Allgemein sind im Bereich Informationstechnik allein in Berlin fast 40.000 Mitarbeiter in mehr als 3000 Unternehmen beschäftigt, dazu kommen rund 1000 einschlägige Firmen in Brandenburg. Die IT-Industrie der Hauptstadt gilt mit einem Umsatz von mehr als acht Milliarden Euro als eine der Wachstumsbranchen an der Spree. Dies bestätigt der jetzt vom SIBB veröffentlichte Branchenindex, der im Vergleich zum Vorjahreswert um drei auf über 60 Punkte angestiegen ist. Das Barometer für die regionale IT-Wirtschaft wertet auf Basis einer Umfrage Aspekte wie Umsatzerwartung, Auftragsvolumen, Arbeitskräfteangebot, Veränderungen des Personalbestandes, Kooperationen mit Hochschulen und Forschungseinrichtungen, regionale Unternehmenskooperationen sowie das Standortimage aus.

Punkten können die größtenteils mittelständischen IT-Anbieter in Berlin und Brandenburg gemäß der Sondierung zunehmend in ganz Deutschland und in West-Europa. Das Auftragsvolumen in der Region bewerten die Befragten dagegen sehr unterschiedlich. Die Hälfte spricht von einer unzureichenden Nachfrage direkt vor Ort. Die Zahl der Unternehmen mit gutem und sehr gutem Auftragseingang von anderen Firmen oder Behörden aus der Hauptstadt und dem Umland stieg zugleich aber auf etwas über zehn Prozent deutlich an.

Der positiven Geschäftsentwicklung folgt ein weiterer Anstieg der Mitarbeiterzahlen in den Berliner und Brandenburger Software- und Systemhäusern. Mehr als 30 Prozent der IT-Unternehmen geht von einem Personalzuwachs von bis zu 10 Prozent aus. Gleichzeitig beklagen die Firmen aber zunehmend einen Fachkräftemangel: Fast die Hälfte aller IT-Anbieter bewertet das Arbeitskräfteangebot an der Spree gerade noch als ausreichend, mehr als 20 Prozent erteilen ihm die Note "unzureichend". In der Folge erwarten rund Zweidrittel der Berliner und Brandenburger IT-Hersteller leicht bis stark steigende Kosten für die Personalbeschaffung.

Deutliche negativere Bewertungen als im Vorjahr erfuhr zudem der Sektor der Zusammenarbeit mit Hochschulen.
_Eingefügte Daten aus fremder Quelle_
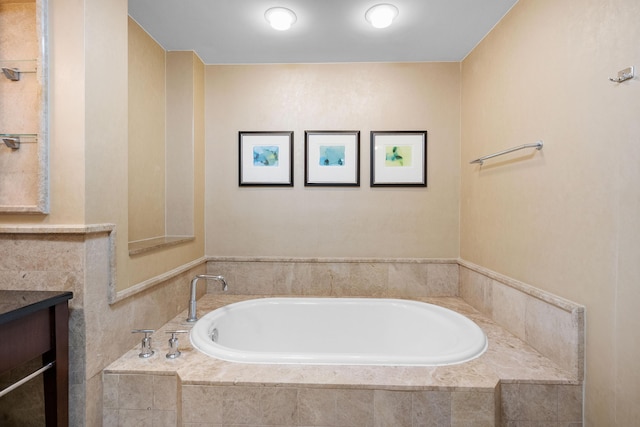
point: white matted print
(332, 158)
(399, 158)
(266, 158)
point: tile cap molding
(57, 229)
(332, 260)
(547, 297)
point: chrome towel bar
(537, 145)
(26, 379)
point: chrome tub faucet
(191, 317)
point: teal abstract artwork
(265, 155)
(332, 155)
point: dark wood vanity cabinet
(33, 324)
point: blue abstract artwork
(332, 155)
(265, 155)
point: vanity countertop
(16, 304)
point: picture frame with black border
(265, 158)
(332, 158)
(398, 158)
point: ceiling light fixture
(280, 18)
(381, 15)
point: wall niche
(23, 107)
(163, 105)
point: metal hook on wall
(624, 75)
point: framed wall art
(332, 158)
(266, 158)
(399, 158)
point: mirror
(23, 107)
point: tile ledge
(57, 229)
(332, 260)
(148, 245)
(547, 297)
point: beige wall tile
(552, 331)
(110, 384)
(279, 406)
(443, 279)
(473, 406)
(408, 279)
(241, 405)
(135, 391)
(165, 392)
(392, 408)
(135, 418)
(476, 289)
(354, 408)
(316, 407)
(509, 308)
(570, 403)
(431, 409)
(164, 419)
(202, 404)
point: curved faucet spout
(191, 317)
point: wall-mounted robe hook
(12, 142)
(624, 75)
(12, 74)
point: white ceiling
(235, 31)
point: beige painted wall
(147, 116)
(564, 219)
(88, 161)
(333, 222)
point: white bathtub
(342, 331)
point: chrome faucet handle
(173, 344)
(145, 351)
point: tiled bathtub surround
(212, 392)
(551, 325)
(399, 278)
(80, 259)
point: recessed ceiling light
(381, 15)
(280, 18)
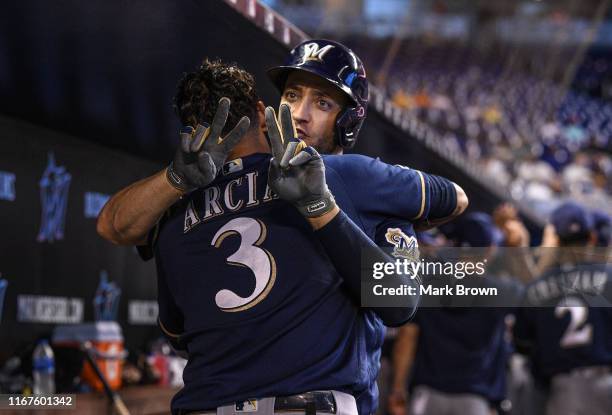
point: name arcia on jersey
(214, 201)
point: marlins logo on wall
(404, 246)
(313, 53)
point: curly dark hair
(198, 94)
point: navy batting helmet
(342, 68)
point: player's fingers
(220, 118)
(199, 137)
(234, 136)
(286, 123)
(289, 153)
(206, 163)
(186, 132)
(276, 141)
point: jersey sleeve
(394, 190)
(147, 251)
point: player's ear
(261, 108)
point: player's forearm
(344, 244)
(132, 212)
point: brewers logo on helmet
(342, 68)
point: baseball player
(244, 284)
(455, 358)
(325, 85)
(566, 324)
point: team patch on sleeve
(404, 246)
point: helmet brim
(279, 74)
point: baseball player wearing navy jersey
(454, 358)
(567, 324)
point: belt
(310, 403)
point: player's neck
(253, 142)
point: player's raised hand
(202, 151)
(297, 172)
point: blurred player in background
(567, 328)
(454, 358)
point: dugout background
(92, 82)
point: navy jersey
(462, 350)
(569, 321)
(273, 240)
(384, 200)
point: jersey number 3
(252, 233)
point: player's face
(314, 104)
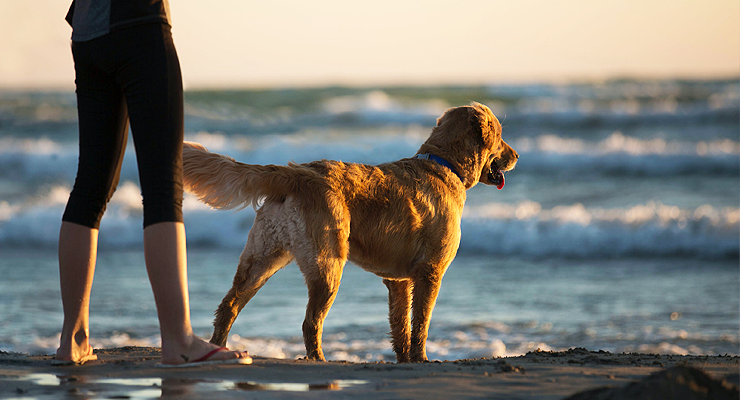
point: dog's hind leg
(323, 284)
(424, 296)
(399, 306)
(261, 258)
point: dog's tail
(222, 182)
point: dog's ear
(485, 125)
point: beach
(617, 232)
(131, 372)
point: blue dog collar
(440, 161)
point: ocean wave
(524, 229)
(43, 160)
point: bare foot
(74, 355)
(196, 351)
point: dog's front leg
(425, 291)
(399, 306)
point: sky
(247, 44)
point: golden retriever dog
(399, 220)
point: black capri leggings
(130, 74)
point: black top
(94, 18)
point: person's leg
(153, 88)
(102, 134)
(77, 252)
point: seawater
(618, 230)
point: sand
(130, 372)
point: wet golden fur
(400, 221)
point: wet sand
(130, 372)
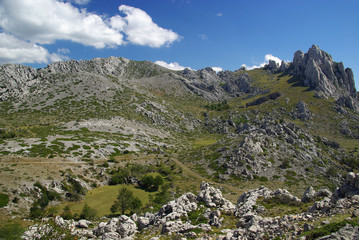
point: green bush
(11, 231)
(151, 183)
(125, 201)
(4, 200)
(88, 213)
(326, 230)
(66, 213)
(263, 179)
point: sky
(223, 34)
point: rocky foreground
(174, 220)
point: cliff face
(318, 71)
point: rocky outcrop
(16, 81)
(302, 112)
(251, 224)
(317, 70)
(348, 232)
(178, 208)
(272, 96)
(347, 101)
(212, 197)
(120, 227)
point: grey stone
(348, 232)
(82, 223)
(309, 194)
(318, 71)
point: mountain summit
(88, 129)
(318, 71)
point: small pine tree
(88, 213)
(66, 213)
(125, 201)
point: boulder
(179, 207)
(127, 226)
(212, 197)
(302, 112)
(348, 232)
(82, 223)
(308, 195)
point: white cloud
(141, 30)
(173, 66)
(267, 57)
(203, 36)
(14, 50)
(81, 2)
(271, 57)
(45, 21)
(63, 51)
(217, 69)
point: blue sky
(186, 33)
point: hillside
(71, 129)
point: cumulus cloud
(217, 69)
(267, 57)
(81, 2)
(141, 30)
(271, 57)
(203, 36)
(173, 66)
(15, 50)
(46, 21)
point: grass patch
(4, 200)
(102, 198)
(327, 229)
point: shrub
(11, 231)
(285, 163)
(263, 179)
(88, 213)
(151, 183)
(125, 201)
(66, 213)
(4, 200)
(325, 230)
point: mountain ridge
(106, 123)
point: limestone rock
(308, 195)
(318, 71)
(302, 112)
(348, 232)
(179, 207)
(212, 197)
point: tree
(150, 183)
(66, 213)
(125, 201)
(88, 213)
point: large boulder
(212, 197)
(179, 207)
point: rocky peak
(15, 80)
(318, 71)
(102, 66)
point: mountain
(78, 126)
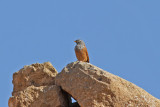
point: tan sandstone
(94, 87)
(34, 86)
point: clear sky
(122, 37)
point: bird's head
(79, 42)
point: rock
(35, 74)
(94, 87)
(43, 96)
(34, 86)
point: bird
(81, 51)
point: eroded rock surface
(43, 96)
(94, 87)
(34, 86)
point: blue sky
(122, 37)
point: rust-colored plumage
(81, 51)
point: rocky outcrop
(38, 85)
(94, 87)
(34, 86)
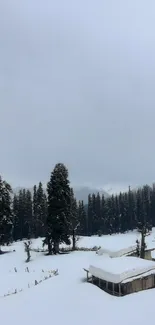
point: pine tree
(82, 217)
(90, 216)
(40, 212)
(16, 222)
(59, 203)
(35, 210)
(74, 220)
(28, 222)
(6, 221)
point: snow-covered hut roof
(117, 253)
(118, 270)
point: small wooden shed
(122, 276)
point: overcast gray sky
(77, 85)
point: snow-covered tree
(74, 220)
(59, 203)
(6, 221)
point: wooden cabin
(122, 276)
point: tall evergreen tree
(6, 221)
(82, 229)
(74, 220)
(40, 211)
(16, 221)
(59, 203)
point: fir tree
(15, 212)
(82, 229)
(74, 220)
(59, 203)
(6, 221)
(40, 212)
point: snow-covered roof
(117, 253)
(121, 268)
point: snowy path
(65, 299)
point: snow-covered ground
(67, 298)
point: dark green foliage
(40, 211)
(59, 216)
(74, 219)
(6, 221)
(82, 217)
(59, 207)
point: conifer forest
(54, 213)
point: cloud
(77, 86)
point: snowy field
(67, 298)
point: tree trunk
(74, 240)
(49, 247)
(56, 248)
(142, 251)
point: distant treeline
(56, 214)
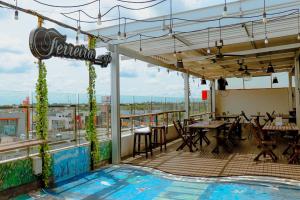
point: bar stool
(162, 130)
(146, 132)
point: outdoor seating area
(201, 103)
(231, 134)
(266, 151)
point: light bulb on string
(265, 18)
(77, 40)
(266, 40)
(99, 22)
(124, 36)
(119, 35)
(78, 30)
(99, 16)
(208, 50)
(16, 15)
(225, 10)
(16, 11)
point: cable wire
(60, 6)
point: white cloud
(71, 76)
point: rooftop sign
(45, 43)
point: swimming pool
(125, 182)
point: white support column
(290, 91)
(297, 89)
(213, 96)
(186, 95)
(115, 106)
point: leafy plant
(42, 121)
(91, 133)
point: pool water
(126, 182)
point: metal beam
(159, 61)
(186, 95)
(297, 89)
(290, 89)
(248, 52)
(115, 106)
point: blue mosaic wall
(70, 163)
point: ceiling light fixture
(171, 19)
(225, 10)
(252, 32)
(78, 24)
(174, 47)
(16, 11)
(208, 48)
(275, 80)
(180, 63)
(99, 16)
(270, 68)
(203, 81)
(266, 37)
(141, 43)
(264, 13)
(298, 36)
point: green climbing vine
(91, 132)
(42, 121)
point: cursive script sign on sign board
(45, 43)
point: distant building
(12, 125)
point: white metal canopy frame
(209, 45)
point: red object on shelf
(204, 94)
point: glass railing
(68, 114)
(131, 122)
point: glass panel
(234, 83)
(258, 82)
(283, 80)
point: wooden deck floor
(205, 164)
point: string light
(252, 30)
(77, 40)
(77, 33)
(16, 11)
(141, 44)
(208, 48)
(174, 52)
(78, 27)
(266, 37)
(264, 13)
(124, 36)
(298, 36)
(119, 37)
(99, 16)
(171, 19)
(225, 10)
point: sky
(18, 70)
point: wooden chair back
(270, 118)
(257, 131)
(245, 116)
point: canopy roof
(190, 33)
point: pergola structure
(249, 45)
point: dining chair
(226, 139)
(295, 157)
(265, 144)
(248, 123)
(185, 136)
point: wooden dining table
(257, 116)
(217, 125)
(286, 127)
(227, 117)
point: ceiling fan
(219, 55)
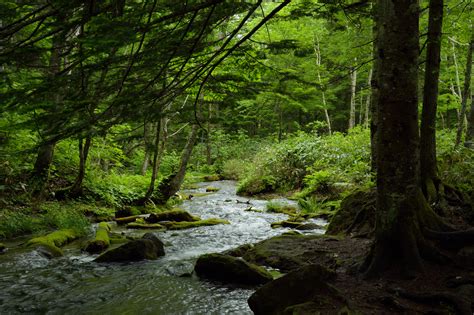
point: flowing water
(74, 284)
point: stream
(74, 284)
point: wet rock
(52, 242)
(187, 225)
(230, 269)
(101, 240)
(308, 226)
(176, 215)
(307, 284)
(289, 252)
(356, 214)
(238, 251)
(148, 247)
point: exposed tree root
(461, 304)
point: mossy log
(53, 241)
(101, 240)
(176, 215)
(125, 220)
(230, 269)
(170, 225)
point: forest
(210, 157)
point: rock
(307, 284)
(289, 252)
(187, 225)
(211, 178)
(238, 251)
(309, 226)
(52, 242)
(125, 220)
(148, 247)
(101, 240)
(153, 226)
(230, 269)
(176, 215)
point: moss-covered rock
(211, 178)
(356, 214)
(230, 269)
(187, 225)
(307, 284)
(148, 226)
(101, 241)
(50, 244)
(148, 247)
(125, 220)
(176, 215)
(289, 252)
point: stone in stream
(148, 247)
(308, 284)
(176, 215)
(230, 269)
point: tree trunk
(428, 166)
(172, 184)
(320, 81)
(469, 141)
(156, 161)
(353, 98)
(76, 189)
(399, 200)
(367, 102)
(466, 91)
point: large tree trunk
(401, 207)
(428, 167)
(172, 184)
(466, 91)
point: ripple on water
(74, 284)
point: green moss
(211, 178)
(54, 240)
(278, 207)
(136, 225)
(187, 225)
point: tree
(428, 167)
(402, 212)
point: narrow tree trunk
(428, 167)
(156, 167)
(466, 91)
(367, 102)
(320, 81)
(76, 189)
(171, 186)
(353, 98)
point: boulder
(148, 247)
(101, 240)
(176, 215)
(307, 284)
(230, 269)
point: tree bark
(428, 166)
(76, 189)
(353, 98)
(466, 91)
(399, 200)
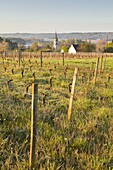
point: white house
(73, 49)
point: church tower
(55, 43)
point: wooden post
(34, 111)
(103, 65)
(96, 71)
(101, 61)
(19, 58)
(72, 92)
(41, 59)
(63, 59)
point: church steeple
(55, 43)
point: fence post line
(72, 92)
(34, 111)
(96, 71)
(101, 61)
(63, 59)
(19, 58)
(41, 59)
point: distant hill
(61, 36)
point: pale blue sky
(39, 16)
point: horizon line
(57, 32)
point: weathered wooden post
(63, 59)
(72, 92)
(96, 71)
(19, 55)
(103, 64)
(34, 111)
(101, 61)
(41, 59)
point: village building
(73, 49)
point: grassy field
(83, 143)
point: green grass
(84, 143)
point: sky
(63, 16)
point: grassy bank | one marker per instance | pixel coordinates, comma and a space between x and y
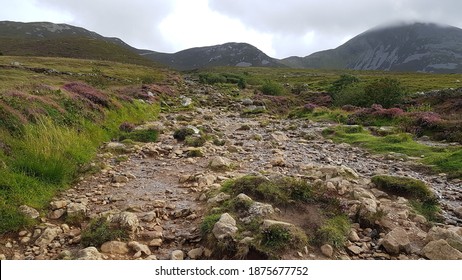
440, 159
52, 124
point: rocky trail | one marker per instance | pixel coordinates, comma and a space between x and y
159, 193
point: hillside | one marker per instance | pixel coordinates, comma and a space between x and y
63, 40
411, 47
229, 54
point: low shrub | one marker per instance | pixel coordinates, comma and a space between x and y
99, 231
195, 141
282, 191
208, 223
334, 231
145, 136
195, 153
95, 96
408, 187
282, 237
272, 88
182, 133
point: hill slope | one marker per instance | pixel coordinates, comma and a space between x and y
62, 40
411, 47
229, 54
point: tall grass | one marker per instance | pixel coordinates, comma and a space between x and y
47, 156
447, 159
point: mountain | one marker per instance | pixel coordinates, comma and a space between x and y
229, 54
63, 40
422, 47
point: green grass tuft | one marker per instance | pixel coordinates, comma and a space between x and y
408, 187
99, 231
334, 231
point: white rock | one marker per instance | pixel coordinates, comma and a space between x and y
59, 204
125, 220
114, 247
89, 253
156, 242
48, 235
397, 241
196, 253
225, 227
219, 198
76, 208
177, 255
220, 163
327, 250
440, 250
29, 211
206, 180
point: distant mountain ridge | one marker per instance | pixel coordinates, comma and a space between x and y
422, 47
229, 54
416, 47
63, 40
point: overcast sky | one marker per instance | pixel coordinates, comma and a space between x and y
280, 28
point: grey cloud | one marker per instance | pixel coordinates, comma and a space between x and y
133, 21
331, 20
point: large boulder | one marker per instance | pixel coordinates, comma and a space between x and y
440, 250
29, 211
115, 247
453, 239
89, 253
48, 235
220, 163
225, 227
125, 220
397, 241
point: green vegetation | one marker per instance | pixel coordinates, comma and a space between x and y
334, 231
182, 133
52, 125
71, 47
208, 223
279, 238
344, 81
145, 136
282, 191
385, 91
404, 186
195, 141
447, 159
100, 231
322, 80
195, 153
212, 78
270, 87
421, 197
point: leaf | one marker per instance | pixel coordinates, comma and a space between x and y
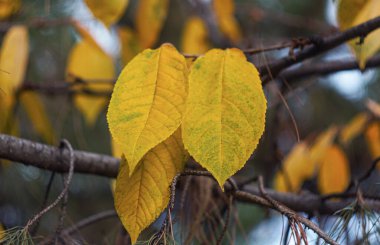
150, 18
107, 11
374, 107
130, 45
148, 101
224, 11
94, 66
372, 135
36, 112
322, 144
225, 112
141, 197
195, 37
296, 168
355, 12
8, 8
13, 59
353, 128
334, 172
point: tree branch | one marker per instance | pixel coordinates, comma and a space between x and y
325, 68
320, 45
54, 159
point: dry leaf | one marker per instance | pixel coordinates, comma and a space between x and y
150, 18
372, 135
296, 168
334, 172
36, 112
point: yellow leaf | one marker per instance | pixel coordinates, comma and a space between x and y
13, 59
35, 110
225, 112
150, 18
8, 8
374, 107
116, 149
97, 68
322, 143
355, 12
372, 135
148, 101
142, 196
297, 167
353, 128
107, 11
195, 37
224, 11
334, 172
130, 45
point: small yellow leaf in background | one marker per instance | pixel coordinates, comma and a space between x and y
141, 197
148, 101
130, 45
8, 8
334, 172
150, 18
14, 59
372, 135
228, 25
107, 11
95, 67
355, 12
353, 128
296, 168
35, 110
13, 63
225, 112
374, 107
195, 37
322, 143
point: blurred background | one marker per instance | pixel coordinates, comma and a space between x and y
315, 102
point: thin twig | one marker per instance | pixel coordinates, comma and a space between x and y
227, 221
46, 196
64, 144
293, 215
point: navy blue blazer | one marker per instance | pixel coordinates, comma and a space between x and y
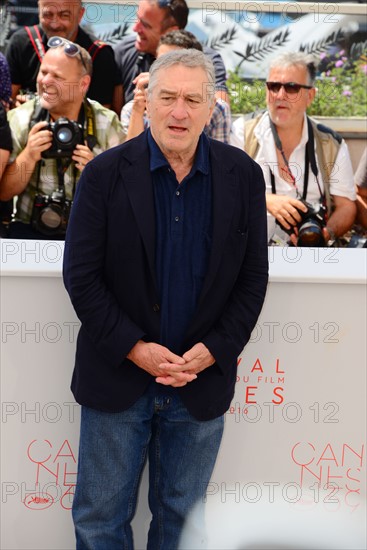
109, 274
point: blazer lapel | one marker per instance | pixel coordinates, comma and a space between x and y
138, 183
224, 202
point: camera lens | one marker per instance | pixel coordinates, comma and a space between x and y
64, 135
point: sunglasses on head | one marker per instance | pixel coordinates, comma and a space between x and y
289, 87
70, 48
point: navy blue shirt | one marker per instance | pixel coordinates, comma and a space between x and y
183, 239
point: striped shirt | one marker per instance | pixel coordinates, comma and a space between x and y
109, 133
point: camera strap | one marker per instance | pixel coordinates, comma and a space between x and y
89, 124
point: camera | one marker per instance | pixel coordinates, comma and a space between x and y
66, 134
311, 225
50, 214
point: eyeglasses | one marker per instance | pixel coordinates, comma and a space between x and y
70, 48
289, 87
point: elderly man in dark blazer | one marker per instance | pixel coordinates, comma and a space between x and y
166, 266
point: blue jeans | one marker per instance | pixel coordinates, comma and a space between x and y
112, 453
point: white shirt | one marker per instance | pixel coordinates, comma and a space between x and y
341, 180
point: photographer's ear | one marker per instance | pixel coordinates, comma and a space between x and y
311, 96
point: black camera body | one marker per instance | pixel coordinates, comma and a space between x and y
311, 225
66, 134
50, 214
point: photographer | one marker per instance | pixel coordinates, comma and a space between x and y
49, 152
6, 208
28, 45
310, 194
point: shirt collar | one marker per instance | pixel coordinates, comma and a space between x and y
201, 163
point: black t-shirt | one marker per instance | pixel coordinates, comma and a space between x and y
24, 64
5, 133
130, 63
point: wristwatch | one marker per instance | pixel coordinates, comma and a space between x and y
332, 238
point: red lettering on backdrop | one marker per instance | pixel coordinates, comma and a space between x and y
55, 472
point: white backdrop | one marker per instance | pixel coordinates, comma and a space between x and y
294, 448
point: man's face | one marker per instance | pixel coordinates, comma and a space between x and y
286, 110
149, 26
179, 108
60, 17
60, 82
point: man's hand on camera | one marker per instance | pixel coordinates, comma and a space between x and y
285, 209
196, 359
39, 140
81, 156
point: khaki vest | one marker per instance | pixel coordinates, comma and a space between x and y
327, 148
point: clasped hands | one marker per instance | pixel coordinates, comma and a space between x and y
168, 368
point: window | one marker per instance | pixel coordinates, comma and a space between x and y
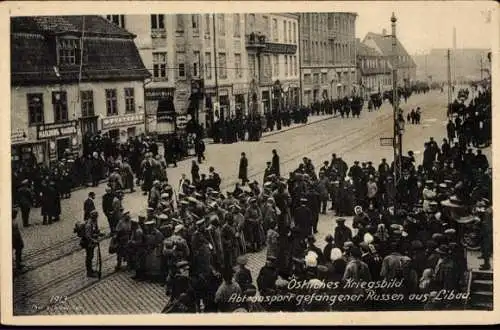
180, 23
35, 108
60, 105
129, 100
275, 29
222, 65
111, 104
69, 51
284, 32
290, 32
195, 23
294, 32
236, 25
181, 65
221, 24
208, 65
251, 64
237, 63
118, 20
157, 22
160, 66
276, 65
87, 103
206, 28
196, 64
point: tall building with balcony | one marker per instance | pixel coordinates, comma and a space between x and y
273, 61
183, 52
328, 55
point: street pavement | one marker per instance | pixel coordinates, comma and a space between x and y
352, 139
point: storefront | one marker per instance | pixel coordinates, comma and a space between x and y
62, 139
124, 126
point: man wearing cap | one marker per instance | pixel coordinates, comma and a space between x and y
25, 201
342, 233
89, 241
303, 218
88, 206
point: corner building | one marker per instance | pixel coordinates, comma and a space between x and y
328, 56
71, 76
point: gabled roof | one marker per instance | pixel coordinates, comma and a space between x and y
384, 43
107, 56
365, 50
94, 25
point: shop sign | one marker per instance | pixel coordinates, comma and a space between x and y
18, 136
47, 131
155, 94
125, 120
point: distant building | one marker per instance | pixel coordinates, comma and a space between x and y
374, 71
328, 55
407, 68
466, 64
72, 75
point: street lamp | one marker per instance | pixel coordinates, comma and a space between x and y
397, 140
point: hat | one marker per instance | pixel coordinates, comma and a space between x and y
450, 231
182, 264
178, 228
242, 260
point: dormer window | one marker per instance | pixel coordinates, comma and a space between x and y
68, 51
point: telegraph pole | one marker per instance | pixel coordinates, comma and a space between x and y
397, 140
450, 90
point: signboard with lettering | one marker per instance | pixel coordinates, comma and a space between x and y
155, 94
48, 131
124, 120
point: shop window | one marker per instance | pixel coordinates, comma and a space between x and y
157, 22
129, 100
111, 103
35, 108
60, 105
87, 103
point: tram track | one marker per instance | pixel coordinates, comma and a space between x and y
108, 266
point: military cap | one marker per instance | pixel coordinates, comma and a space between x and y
182, 264
242, 260
450, 231
192, 199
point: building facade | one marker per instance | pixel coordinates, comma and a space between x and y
66, 84
328, 55
382, 43
374, 71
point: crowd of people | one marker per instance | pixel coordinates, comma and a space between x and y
404, 232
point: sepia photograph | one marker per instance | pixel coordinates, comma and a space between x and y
242, 158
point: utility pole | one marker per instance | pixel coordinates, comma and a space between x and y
216, 67
397, 140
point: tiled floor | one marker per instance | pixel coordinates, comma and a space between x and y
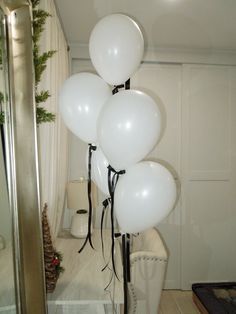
172, 302
177, 302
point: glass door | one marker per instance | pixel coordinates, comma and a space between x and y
22, 286
7, 287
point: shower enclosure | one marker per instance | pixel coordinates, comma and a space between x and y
21, 257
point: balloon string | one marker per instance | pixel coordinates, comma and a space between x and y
105, 204
126, 268
117, 87
112, 181
89, 189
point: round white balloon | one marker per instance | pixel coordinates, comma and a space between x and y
99, 171
81, 99
116, 48
144, 196
129, 126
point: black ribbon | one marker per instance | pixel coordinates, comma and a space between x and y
126, 267
113, 177
117, 87
105, 204
89, 187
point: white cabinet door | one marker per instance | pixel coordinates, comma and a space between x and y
163, 83
209, 174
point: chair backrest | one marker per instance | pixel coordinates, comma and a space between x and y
148, 265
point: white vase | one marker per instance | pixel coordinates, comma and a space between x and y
79, 225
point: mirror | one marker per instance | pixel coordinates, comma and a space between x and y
7, 291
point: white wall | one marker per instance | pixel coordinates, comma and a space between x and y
198, 103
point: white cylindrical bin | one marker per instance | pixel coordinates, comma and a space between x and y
79, 225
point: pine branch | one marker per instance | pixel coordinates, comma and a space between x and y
39, 20
2, 117
35, 3
42, 96
40, 64
42, 115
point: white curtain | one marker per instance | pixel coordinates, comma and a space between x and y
53, 137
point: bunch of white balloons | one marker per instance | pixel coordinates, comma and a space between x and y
125, 126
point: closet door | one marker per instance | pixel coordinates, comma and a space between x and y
163, 83
209, 174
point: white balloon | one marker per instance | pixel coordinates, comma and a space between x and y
129, 126
99, 171
81, 99
116, 48
144, 196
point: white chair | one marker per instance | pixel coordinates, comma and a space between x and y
148, 261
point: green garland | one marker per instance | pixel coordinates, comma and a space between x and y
40, 64
40, 61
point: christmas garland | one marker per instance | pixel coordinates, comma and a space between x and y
40, 61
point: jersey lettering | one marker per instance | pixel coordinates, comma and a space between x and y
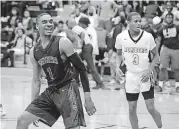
135, 59
50, 73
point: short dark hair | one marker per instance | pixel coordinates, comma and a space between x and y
170, 14
84, 20
40, 15
131, 14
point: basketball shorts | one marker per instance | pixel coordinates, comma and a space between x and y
51, 104
134, 86
101, 53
Eine gute oder sehr gute Kooperation mit der Wissenschaft sehen nur noch rund 30 Prozent der IT-Unternehmen – das etwa 20 Prozent weniger als im Vorjahr. Fast 40 Prozent empfinden das Zusammenspiel mit den akademischen Ausbildungsstätten dagegen nur noch als ausreichend. Das entspricht einem Zuwachs von circa 25 Prozent. Der Potsdamer Wirtschaftsinformatiker Norbert Gronau machte dafür unter anderem einen Generationswechsel im Lehrpersonal an den Unis verantwortlich, durch den aufgebaute Beziehungen zur Industrie zunächst gekappt würden. Zudem würden die Zyklen der Ausbildung in beiden Sektoren nicht mehr so gut miteinander harmonieren. (Stefan Krempl) / (jk)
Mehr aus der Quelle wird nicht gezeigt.